QUOTE(Hansel @ Sep 30 2015, 03:42 PM)
I agree that it's not possible to time the market. I wouldn't time the stock market directly, but with a very, very high possibility of the SGD weakening against the USD soon, I am confident I will win in this bet, at the very least.
And when I have won by getting more SGD from every unit of USD in-hand, I will wait fro the SGX to plunge (which in my opinion, will happen soon) and then buy-in to the SGX.
Another thing I'd like to mention here is though the USD may stand still for sometime, the RM has a very high tendency to drop against the 'standing' USD. Hence, it is again to my advantage to 'run away' from the RM as fast as I can.
I go back to my basic principle : I am betting that in the long term, the RM will still lose out to the SGD and the USD.It depends how it is being viewed.
eg.
if we take 2008 as reference point, USD/RM was about 3.40 during that time
Now 2015, USD/RM is 4.40 today.
A person used 34K RM to exchange for 10k USD on 2008, as USD was paying virtually zero interest since 2008, now A person still has 10k USD, which is equivalent to RM44K today
So, A person gain RM10K by holding USD since 2008, now A has RM44k worth.

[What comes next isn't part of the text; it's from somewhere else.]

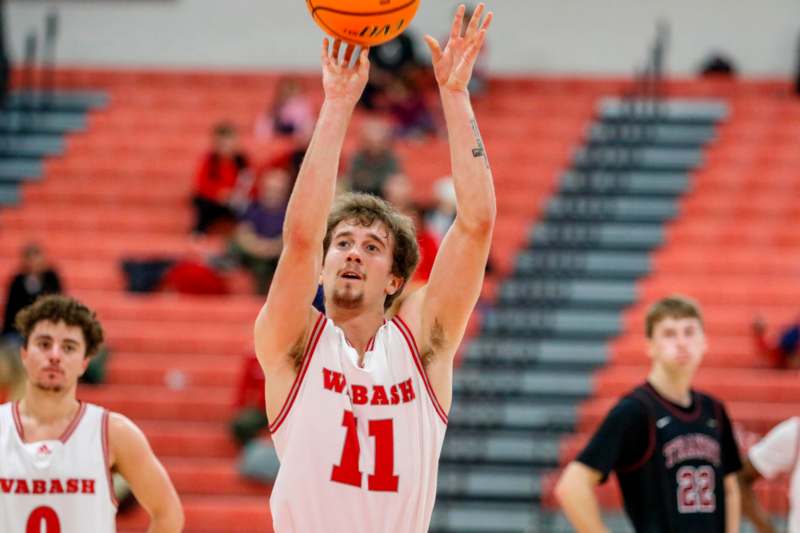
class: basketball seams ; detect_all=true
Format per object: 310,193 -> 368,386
311,0 -> 417,18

B put 34K in RM FD on 2008, which carry interest range from 3~4% in this period of time, if we takes average of 3.5%, 7 years x 3.5% compounding is about 27%.
34K x 27% = RM43.2K.
B person has RM43.2K vs A RM44K.
But on paper, A looks like the person "win" big, but in real fact, A only slight better off than B,
while if USD vs RM dropped below 4.30, A actually lose out to B.
Do pay consideration on this issue as well in term of comparison. That's the reason why I emphasis a lot of importance on the yield of every investment.